Photo: Factory 25
Before We Vanish by Justin Stewart Film

Jobe’z World | Michael M. Bilandic

February 14, 2019

Before Jobe’z World establishes itself as a new, classic New York night movie, it’s already up in the cosmos: the refracted neon twinkle and burbling ambient churn of the pretty opening credits segues into spacey images of “bonkers shit…constellations…nothingness, sub-nothingness, the infinite void,” or so says voiceover by Jobe (Jason Grisell), a bleach-blonde, nocturnal, rollerblading ecstasy dealer. Jobe prefers the chill vibe of space to the “shrieking mayhem and abject suffering of earth,” so much so that he’s “making a sick manga about it” (the title of which is later revealed to be: Celestial Steven: Space Raver). By the time a yin-yang symbol spirals out of the cosmic slop (a superimposition effect reused later with a character’s disembodied face), it’s already clear that New York-based writer-director Michael M. Bilandic isn’t being wholly serious — yet his After Hours-ish comedy, which takes place over a single night, is laced throughout with grace notes of anxious melancholy, world-weariness and great beauty, aided by expert performances, as well as Sean Price Williams’s and Paul Grimstad’s excellent cinematography and music, respectively. Bilandic’s film is also exciting: When Jobe is tasked by his fearsome boss Linda (Lindsay Burdge) with delivering a potent packet “worse than what killed MJ and Prince put together” to his favorite actor, Royce David Leslie (Theodore Bouloukos), the worst happens and Jobe becomes a persecuted man in the mold of his Biblical namesake.
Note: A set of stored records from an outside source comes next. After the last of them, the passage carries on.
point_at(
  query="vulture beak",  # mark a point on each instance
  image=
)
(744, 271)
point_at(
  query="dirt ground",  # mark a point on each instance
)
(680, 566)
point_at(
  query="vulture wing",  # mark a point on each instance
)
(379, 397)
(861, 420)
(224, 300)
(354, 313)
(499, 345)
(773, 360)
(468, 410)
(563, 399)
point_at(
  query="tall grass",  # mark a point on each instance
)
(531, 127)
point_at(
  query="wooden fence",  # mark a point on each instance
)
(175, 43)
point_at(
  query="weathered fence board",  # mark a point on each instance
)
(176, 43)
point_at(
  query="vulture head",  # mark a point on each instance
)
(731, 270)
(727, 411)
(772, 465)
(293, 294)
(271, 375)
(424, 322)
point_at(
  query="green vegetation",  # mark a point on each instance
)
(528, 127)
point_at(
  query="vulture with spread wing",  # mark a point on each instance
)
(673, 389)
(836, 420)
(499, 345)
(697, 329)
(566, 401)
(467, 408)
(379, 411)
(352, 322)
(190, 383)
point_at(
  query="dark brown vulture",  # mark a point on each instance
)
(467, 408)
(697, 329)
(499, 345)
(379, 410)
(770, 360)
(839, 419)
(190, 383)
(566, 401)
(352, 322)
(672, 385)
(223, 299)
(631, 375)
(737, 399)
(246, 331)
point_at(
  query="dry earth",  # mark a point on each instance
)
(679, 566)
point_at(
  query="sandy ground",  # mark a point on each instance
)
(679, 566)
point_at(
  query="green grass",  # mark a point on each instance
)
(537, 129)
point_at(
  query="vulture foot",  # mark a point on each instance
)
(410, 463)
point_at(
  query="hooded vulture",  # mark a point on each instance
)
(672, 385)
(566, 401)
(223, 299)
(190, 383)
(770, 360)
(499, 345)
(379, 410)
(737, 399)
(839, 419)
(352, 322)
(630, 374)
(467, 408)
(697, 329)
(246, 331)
As in 2013’s stellar Hellaware, Bilandic’s subtle but funny writing is in perfect harmony with his cast, who toss-off golden line reads like: “Living my bleak-ass life… Lake Wobegon,” quipped by Jobe’s stand-up comedian customer, Zane (Owen Kline, who also drew the manga art); “waiting for a bite” fishing for “East River walleye,” and Williams as Linda’s boyfriend, who diminishes Jobe as “bladeboy” and rudely flings his manga with hilarious nonchalance. Some of the best gags are stuffed into small corners of the frame, like one particularly funny YouTube “reaction video” thumbnail. The stage-trained Bouloukos adds actorly heft, his turn here already justifiably the subject of critic encomiums. Grisell’s Jobe is just as good, his acid-casualty boyishness an oddly calming constant throughout. He’s tensely coiled, stressed about work, and having to pick up his mother at JFK, but he’s still the sanity-anchoring presence in scenes like, say, the one with a shouting, basement-dwelling weapon nut customer (Stephen Payne). Even at under 70 minutes, Jobe’z World feels like a full journey, and near the end, when Jobe rips off a wig, gazes into a sunrise with born-again wonder, and blades away, trenchcoat flapping, Bilandic even flirts with the iconic.


Published as part of Before We Vanish | Issue 1.